Jusqu’à présent, aucun des garçons n’avait donné d’interview complète en podcast sur cette épreuve. Ici, le 74 ans Sione Filipe Totau, mieux connu sous le nom de Mano, décrit son expérience à 19 ans sur l’île d’Ata. Cet article est un court extrait de cette interview, que l’on peut entendre dans un épisode de Extremes, un podcast de VICE exclusivement sur Spotify. Vous pouvez écouter l’histoire complète ici.

L’un des garçons est assis sur une falaise d’Ata. Toutes les photos sont de John Carnemolla.

J’ai grandi sur la petite île de Ha’afeva, aux Tonga. C’est un tout petit endroit, environ deux kilomètres sur un kilomètre, donc lorsque j’ai commencé à apprendre la géographie et l’histoire, je regardais les Fidji, la Nouvelle-Zélande et l’Australie, et elles étaient toutes beaucoup, beaucoup plus grandes.
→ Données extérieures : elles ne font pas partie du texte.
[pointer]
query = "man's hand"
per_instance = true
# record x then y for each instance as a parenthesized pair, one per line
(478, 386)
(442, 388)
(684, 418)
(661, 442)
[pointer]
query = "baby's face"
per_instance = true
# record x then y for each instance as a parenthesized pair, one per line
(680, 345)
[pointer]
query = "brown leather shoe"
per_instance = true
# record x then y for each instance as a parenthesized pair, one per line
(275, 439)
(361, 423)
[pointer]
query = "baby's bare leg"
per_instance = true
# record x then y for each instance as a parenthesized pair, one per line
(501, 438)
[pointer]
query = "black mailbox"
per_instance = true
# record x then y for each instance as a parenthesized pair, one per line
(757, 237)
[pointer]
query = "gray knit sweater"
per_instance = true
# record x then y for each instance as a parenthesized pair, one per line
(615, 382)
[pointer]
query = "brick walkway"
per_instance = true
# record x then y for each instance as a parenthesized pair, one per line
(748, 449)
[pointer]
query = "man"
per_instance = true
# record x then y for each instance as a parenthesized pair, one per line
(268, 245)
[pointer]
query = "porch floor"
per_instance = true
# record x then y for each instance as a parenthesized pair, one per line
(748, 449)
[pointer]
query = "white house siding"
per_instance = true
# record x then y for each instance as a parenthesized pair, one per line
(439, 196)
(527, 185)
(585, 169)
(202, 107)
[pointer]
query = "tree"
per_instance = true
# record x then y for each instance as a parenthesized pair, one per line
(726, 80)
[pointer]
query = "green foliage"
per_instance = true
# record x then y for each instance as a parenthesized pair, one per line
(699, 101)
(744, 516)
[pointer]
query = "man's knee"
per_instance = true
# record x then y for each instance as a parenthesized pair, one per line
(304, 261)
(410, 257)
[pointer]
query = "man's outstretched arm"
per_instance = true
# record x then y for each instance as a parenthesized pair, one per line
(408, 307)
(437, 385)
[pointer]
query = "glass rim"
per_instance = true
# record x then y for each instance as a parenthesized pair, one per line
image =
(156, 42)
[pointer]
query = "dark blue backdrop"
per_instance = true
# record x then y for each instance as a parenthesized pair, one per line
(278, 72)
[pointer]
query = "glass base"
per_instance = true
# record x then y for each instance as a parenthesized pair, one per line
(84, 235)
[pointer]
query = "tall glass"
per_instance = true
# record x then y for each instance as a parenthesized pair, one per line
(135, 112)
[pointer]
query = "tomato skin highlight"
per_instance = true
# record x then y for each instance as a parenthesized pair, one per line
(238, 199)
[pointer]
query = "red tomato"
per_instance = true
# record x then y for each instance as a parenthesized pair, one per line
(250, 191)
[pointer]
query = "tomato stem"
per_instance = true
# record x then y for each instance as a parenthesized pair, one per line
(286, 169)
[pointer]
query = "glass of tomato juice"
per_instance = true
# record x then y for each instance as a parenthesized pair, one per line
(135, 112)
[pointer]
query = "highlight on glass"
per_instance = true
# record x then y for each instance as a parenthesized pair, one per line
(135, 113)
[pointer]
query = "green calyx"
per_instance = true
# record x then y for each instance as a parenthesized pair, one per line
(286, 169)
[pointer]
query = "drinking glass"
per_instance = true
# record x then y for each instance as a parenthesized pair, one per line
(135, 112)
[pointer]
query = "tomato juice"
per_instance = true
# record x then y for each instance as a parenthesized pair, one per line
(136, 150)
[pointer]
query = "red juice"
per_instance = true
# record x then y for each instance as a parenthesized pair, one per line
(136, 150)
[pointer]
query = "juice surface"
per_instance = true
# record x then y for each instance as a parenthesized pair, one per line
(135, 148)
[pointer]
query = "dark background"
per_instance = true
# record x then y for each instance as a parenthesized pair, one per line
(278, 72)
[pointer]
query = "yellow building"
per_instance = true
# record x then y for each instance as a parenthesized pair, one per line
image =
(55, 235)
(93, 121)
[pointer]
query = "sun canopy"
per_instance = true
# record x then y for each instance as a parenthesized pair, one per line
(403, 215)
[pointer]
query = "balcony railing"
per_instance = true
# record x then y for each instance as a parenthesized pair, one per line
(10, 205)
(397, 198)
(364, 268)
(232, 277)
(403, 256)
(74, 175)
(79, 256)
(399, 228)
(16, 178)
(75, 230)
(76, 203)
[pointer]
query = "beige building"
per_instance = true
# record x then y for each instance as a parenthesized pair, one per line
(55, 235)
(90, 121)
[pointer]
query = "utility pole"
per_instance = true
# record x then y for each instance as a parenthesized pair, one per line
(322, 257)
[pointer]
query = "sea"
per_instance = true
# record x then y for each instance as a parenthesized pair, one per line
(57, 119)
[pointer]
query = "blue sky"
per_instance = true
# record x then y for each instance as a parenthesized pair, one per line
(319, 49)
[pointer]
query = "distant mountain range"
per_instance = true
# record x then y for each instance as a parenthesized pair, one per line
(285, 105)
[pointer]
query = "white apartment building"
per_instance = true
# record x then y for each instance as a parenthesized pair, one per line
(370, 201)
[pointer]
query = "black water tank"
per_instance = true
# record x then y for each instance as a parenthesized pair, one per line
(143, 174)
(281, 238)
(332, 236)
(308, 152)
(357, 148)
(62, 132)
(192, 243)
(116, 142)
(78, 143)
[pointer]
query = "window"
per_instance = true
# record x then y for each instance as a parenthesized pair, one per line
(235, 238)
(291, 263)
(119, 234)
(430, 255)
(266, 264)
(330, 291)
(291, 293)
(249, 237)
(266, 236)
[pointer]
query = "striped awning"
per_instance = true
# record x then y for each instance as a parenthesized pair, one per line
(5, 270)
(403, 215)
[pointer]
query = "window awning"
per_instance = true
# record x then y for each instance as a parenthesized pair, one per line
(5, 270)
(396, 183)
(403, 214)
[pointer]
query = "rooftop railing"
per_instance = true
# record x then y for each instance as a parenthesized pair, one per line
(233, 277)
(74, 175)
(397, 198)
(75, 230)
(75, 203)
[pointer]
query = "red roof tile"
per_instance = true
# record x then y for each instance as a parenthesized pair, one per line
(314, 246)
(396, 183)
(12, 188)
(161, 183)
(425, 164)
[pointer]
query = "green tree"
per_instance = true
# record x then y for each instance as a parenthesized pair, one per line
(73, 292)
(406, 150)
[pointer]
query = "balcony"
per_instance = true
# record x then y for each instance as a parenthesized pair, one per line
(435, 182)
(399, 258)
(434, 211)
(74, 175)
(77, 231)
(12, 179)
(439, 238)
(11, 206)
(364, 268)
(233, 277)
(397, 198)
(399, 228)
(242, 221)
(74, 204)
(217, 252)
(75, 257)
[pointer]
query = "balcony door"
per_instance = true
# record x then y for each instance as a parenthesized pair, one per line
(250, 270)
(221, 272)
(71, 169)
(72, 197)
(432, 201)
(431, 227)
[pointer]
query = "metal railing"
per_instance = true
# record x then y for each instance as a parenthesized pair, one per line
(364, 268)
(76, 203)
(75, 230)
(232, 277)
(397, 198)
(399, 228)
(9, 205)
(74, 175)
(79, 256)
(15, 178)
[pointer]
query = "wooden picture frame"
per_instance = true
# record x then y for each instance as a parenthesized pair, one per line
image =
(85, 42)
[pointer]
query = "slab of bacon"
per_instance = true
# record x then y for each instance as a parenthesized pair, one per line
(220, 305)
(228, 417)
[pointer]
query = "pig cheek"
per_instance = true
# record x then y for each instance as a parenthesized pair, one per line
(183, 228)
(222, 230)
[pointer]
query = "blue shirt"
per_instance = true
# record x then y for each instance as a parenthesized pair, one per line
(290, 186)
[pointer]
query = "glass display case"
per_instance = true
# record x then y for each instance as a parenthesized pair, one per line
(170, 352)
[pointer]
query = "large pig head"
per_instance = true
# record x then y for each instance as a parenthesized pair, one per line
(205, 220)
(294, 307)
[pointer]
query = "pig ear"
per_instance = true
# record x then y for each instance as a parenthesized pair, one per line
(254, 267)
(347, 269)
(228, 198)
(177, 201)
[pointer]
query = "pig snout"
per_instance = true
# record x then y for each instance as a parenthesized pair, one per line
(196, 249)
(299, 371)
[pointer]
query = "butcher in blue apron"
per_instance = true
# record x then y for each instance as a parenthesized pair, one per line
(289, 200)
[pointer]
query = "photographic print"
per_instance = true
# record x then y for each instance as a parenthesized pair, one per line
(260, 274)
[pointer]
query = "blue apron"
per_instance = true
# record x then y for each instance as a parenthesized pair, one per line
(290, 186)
Je me disais toujours : “Comment puis-je sortir de cet environnement ?” Je voulais voir le vaste monde.

Un jour, l’un de mes amis à l’école m’a dit : “On va aux Fidji. Tu veux venir?” Il parlait de voler un bateau. Et j’ai répondu: “Oh d’accord, je viens!” Après l’école ce jour-là, nous avons marché le long de la plage et regardé les bateaux. Il y avait un homme qui amarr̩ait son bateau chaque jour au même endroit, toujours vers six ou sept heures du soir. Alors, quand il est rentré chez lui, nous avons pris le bateau et nous sommes partis.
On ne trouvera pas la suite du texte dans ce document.